March Madness: What's behind the millions for college basketball coaches salaries?

FILE (USA Today Sports)

As sports fans are swept up in the March Madness college basketball craze, it’s a good time to consider the madness of the coaches’ salaries. At institutions across the country, the head men’s basketball coach earns far more than the president of their respective universities. University of Kentucky coach John Calipari will earn about $8 million this year — ­­far more than President Ed Capilouto who earns under $1 million annually. According to USA Today, forty-seven coaches will earn more than $2 million in 2018, with Duke University coach Mike Krzyzewski leading the way with a salary of almost $9 million this year.

These large salaries have raised objections among many who point to the disparity between a coach’s salary and the salaries of faculty and staff who actually educate students, as well as the exploitation of unpaid black athletes to support the lavish salaries of white coaches. Those arguments aside, there’s an economic case to make here.

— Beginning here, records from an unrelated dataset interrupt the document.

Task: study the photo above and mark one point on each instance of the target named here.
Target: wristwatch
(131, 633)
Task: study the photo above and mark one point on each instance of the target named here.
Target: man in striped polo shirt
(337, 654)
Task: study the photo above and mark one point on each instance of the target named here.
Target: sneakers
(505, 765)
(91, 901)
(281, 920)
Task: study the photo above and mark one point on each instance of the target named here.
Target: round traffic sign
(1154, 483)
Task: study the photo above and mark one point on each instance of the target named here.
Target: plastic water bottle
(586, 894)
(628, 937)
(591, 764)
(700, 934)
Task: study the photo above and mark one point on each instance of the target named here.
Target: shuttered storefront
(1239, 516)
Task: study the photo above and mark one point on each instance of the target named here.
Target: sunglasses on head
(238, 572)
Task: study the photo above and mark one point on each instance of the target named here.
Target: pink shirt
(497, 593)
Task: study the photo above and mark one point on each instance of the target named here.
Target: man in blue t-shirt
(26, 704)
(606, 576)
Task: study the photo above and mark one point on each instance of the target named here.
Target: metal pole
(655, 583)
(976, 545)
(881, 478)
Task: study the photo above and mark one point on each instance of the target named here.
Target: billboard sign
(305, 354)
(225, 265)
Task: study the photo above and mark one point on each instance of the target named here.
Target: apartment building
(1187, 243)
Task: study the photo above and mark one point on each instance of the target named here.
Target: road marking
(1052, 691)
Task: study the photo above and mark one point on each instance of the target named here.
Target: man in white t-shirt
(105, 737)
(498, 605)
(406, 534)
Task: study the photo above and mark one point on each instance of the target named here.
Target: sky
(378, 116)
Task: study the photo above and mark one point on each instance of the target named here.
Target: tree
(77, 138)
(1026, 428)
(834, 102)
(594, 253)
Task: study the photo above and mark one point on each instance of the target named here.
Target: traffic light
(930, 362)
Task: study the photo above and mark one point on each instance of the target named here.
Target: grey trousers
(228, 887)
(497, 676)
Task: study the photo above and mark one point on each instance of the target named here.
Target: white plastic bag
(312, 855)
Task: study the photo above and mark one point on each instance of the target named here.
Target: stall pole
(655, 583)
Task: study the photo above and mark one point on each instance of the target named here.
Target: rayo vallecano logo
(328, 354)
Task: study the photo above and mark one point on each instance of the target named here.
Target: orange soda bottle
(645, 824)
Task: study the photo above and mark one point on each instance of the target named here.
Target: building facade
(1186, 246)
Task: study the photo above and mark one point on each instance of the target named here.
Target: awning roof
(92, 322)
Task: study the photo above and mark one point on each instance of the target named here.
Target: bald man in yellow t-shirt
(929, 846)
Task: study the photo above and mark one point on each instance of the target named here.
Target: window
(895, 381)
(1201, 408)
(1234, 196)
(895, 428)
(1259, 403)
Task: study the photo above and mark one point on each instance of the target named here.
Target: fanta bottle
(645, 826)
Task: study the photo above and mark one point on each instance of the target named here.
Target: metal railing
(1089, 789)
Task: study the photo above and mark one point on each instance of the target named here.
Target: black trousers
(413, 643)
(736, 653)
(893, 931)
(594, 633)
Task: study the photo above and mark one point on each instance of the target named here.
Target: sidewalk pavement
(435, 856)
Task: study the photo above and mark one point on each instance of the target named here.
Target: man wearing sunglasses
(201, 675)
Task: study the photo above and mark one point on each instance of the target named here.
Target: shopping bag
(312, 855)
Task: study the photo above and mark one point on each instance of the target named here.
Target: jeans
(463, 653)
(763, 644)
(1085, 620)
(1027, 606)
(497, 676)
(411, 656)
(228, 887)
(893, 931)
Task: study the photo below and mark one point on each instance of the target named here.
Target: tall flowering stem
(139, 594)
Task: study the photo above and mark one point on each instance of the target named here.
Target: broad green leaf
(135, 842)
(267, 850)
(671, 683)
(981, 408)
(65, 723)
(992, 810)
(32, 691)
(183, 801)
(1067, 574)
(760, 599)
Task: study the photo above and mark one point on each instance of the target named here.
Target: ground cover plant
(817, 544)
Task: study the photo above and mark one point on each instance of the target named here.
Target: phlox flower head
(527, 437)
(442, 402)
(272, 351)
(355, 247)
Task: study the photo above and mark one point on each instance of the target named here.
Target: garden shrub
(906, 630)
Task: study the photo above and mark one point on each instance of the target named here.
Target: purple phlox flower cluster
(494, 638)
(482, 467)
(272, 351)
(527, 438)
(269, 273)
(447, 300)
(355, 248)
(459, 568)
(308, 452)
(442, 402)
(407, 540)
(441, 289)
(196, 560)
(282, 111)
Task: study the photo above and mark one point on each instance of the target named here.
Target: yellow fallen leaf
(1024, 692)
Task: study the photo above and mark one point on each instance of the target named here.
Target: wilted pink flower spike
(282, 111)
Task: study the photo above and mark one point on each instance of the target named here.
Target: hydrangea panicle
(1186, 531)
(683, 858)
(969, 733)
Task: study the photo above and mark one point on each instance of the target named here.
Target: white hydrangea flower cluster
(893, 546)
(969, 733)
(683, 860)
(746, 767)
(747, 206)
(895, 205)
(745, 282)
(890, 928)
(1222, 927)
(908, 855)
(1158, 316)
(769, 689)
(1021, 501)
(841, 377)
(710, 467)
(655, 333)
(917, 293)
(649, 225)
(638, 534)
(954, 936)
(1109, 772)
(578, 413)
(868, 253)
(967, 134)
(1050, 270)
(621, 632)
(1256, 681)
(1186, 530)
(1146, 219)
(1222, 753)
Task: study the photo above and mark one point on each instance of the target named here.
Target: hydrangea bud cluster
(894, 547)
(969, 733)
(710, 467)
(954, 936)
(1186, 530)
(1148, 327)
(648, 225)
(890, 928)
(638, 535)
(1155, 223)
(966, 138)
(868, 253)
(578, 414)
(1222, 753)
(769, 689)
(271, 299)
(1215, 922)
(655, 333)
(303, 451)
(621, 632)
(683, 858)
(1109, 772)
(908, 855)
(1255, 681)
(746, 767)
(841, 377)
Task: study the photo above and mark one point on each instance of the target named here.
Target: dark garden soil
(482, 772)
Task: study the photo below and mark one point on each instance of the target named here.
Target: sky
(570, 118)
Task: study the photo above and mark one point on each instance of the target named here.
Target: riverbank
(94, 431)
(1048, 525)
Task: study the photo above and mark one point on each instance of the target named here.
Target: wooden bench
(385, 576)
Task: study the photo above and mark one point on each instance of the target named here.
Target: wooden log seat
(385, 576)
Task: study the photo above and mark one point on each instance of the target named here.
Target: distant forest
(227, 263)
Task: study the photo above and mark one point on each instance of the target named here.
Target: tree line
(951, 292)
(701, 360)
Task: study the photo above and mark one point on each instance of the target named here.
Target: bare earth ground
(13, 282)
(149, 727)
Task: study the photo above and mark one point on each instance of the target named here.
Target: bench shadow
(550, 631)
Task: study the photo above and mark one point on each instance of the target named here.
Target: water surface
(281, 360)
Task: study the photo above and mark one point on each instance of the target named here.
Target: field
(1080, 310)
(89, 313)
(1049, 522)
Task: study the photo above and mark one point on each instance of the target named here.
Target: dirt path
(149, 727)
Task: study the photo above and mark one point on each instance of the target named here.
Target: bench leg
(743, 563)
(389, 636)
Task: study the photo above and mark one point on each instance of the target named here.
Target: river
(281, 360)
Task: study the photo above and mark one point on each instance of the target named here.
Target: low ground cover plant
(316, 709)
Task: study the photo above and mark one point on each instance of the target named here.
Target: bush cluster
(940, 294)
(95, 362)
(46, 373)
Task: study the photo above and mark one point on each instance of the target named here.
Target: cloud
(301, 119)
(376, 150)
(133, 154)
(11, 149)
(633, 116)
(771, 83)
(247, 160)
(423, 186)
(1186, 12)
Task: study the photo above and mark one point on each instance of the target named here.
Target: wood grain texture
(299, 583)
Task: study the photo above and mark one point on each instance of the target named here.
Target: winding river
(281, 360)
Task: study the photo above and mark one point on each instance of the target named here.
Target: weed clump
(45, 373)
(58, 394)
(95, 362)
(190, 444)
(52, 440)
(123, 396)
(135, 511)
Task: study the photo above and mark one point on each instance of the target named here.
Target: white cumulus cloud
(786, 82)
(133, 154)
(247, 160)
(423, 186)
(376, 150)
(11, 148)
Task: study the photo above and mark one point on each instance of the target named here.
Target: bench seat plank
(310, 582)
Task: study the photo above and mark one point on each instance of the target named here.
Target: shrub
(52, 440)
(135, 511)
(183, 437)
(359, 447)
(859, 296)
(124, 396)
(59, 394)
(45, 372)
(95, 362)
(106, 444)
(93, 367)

College coaches can command large salaries, often higher than professional coaches, because unlike the NBA, which gives half its revenue to players, the National Collegiate Athletic Association (NCAA) prohibits payments for college athletes.

Divison I college basketball players, for example, can earn a full scholarship to cover tuition and expenses, but nothing more. This is an artificial market restriction that needs to stop.

The very best athletes are worth much more to their universities than a scholarship and an-all-you-can-eat meal plan. Economist Richard Borghesi found that a five-star recruit for basketball is worth about $625,000 annually.  And it is not just basketball players that are valuable.  Sports economists Stephen A. Bergman and Trevon D. Logan from The Ohio State University estimated that a “five-star” (top) football recruit is worth more than $150,000 in expected bowl game proceeds and more than $500,000 per year to a university.

Economists would define the NCAA as a cartel, because each university agrees to not pay more than a scholarship to purchase the athletes’ labor. If schools just competed for athletes by paying them, then top athletes would be attracted to schools by salary offers – sometimes large ones.

Of course, this restriction has its consequences. In order to entice top athletes to attend their university, programs must figure out what else will have value to these athletes. And that ultimately means employing the best coaches.

A top athlete that is worth $500,000 to a university but is only allowed to receive a scholarship could find value in other areas to help compensate. A great coach might provide the kind of training that could best prepare the athlete to join a professional sports league like the NBA. If the best athletes want the best coach then universities hire the best coaches because universities will earn a lot of money from recruiting top athletes. The coaching salary arms race continues and thus the proliferation of coaches’ salaries.

If we simply paid athletes, coaches would still have value but not nearly as much. For example, suppose Louisville has the best college coach in the country, but offered an athlete a salary of $20,000 in addition to the full scholarship. Suppose UCLA had the 10th best coach, but offered that same athlete a salary of $35,000. You could imagine that many of the athletes in this situation would choose to take the higher salary over the best coach. Isn’t it finally time that we allow the market to work – and give student athletes the compensation they deserve?